The play follows what appear to be two separate narratives that intersect in an unexpected way in the final scene. In 1986, Yukiko (playwright Manami Hara) is forced to revisit wartime when a visitor from Vancouver, Margaret Grant, born Shayna Schneider (Advah Soudack), comes for answers from Sugihara as to what happened to her father after he put her on a train out of Kaunas when she was 13 years old. She has resented her father through the years, feeling abandoned and betrayed by his sending her off alone; she is also coping with a difficult divorce and her own daughter’s hatred. Sugihara has recently died, however, and Margaret must turn to Yukiko for answers instead.
The play opens with Yukiko waking from a dream where she is visited by the ghost of her husband. Then Margaret enters her garden. She tells Yukiko, “I am a Sugihara Jew, Sempo saved my life.” The play then moves through a series of memory flashbacks, as the audience is transported back and forth between 1940 Kaunas and 1986 Japan.
Katherine Matlashewski plays the teenage Shayna and Amitai Marmorstein plays her father, Jankl. Jankl visits Sugihara (Ryota Kaneko) to plead for visas on behalf of the thousands of Jews who have been lining up every day outside the consul’s office. In a touching and poignant scene, something as simple as a shared cup of coffee gives you a sense of the integrity and honour of these two men as they strive to do the right thing. Kaneko plays Sugihara with a quiet intensity and Marmorstein portrays Jankl with dignity. The scene where he sees Shayna off at the train station is heartbreaking – he watches his only child (his “little mouse,” as he calls her) walk away from him, tattered suitcase in hand, in a fog of smoke and the eerie sound of a train whistle in the distance.
In many ways, the journeys of the two women are love stories. Yukiko grapples with the grief of losing her husband, moving through the stages towards acceptance, and Margaret comes to the realization that it was her father’s love that put her on that train in 1940. Both characters become conduits for the other’s catharsis. When Yukiko shares her husband’s journal from that time, Margaret says, “My father lives in that journal.”

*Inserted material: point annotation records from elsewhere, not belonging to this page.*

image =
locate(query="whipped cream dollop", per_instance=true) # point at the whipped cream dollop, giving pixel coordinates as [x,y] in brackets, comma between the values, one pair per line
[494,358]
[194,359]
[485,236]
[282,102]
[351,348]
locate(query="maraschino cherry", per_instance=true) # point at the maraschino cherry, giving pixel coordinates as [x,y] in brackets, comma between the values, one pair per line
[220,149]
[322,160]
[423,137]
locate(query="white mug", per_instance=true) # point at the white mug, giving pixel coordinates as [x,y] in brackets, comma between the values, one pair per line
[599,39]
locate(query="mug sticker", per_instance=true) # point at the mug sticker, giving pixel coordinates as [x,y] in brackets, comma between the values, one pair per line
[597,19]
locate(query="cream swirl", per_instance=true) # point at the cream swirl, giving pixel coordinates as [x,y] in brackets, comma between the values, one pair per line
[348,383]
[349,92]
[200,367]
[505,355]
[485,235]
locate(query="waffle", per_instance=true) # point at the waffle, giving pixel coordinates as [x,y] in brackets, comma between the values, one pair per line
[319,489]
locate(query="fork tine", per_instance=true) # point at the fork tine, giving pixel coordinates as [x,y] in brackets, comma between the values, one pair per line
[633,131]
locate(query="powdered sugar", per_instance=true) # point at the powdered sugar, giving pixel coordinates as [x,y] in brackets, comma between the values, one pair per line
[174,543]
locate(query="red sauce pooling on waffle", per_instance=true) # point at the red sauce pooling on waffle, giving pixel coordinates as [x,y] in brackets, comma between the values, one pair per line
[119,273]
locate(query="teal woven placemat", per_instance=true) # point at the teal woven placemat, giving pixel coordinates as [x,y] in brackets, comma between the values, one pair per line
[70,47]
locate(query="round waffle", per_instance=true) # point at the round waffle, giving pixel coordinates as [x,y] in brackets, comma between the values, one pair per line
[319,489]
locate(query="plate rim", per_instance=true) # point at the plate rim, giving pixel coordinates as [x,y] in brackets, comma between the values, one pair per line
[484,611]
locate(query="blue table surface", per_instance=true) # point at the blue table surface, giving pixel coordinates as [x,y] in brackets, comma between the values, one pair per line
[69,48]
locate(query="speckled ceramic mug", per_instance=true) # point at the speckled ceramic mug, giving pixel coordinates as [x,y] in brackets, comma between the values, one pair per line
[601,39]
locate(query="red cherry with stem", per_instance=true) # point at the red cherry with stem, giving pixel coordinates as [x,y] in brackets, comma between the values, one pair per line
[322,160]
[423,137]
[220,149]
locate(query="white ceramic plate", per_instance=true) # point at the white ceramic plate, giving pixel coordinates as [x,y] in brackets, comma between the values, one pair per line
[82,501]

All five of the actors do credit to their roles in this ensemble piece but Hara and Soudack’s performances are sublime. The play is particularly effective when all five actors are on stage at the same time in the memory flashback vignettes.
My one criticism is that there is quite a bit of Japanese dialogue between Kaneko and Hara and it would have been helpful to have either a reader board translating or a program insert with translations.
Hara has penned a lovely tribute to Sugihara and I, for one, am grateful to her for her work.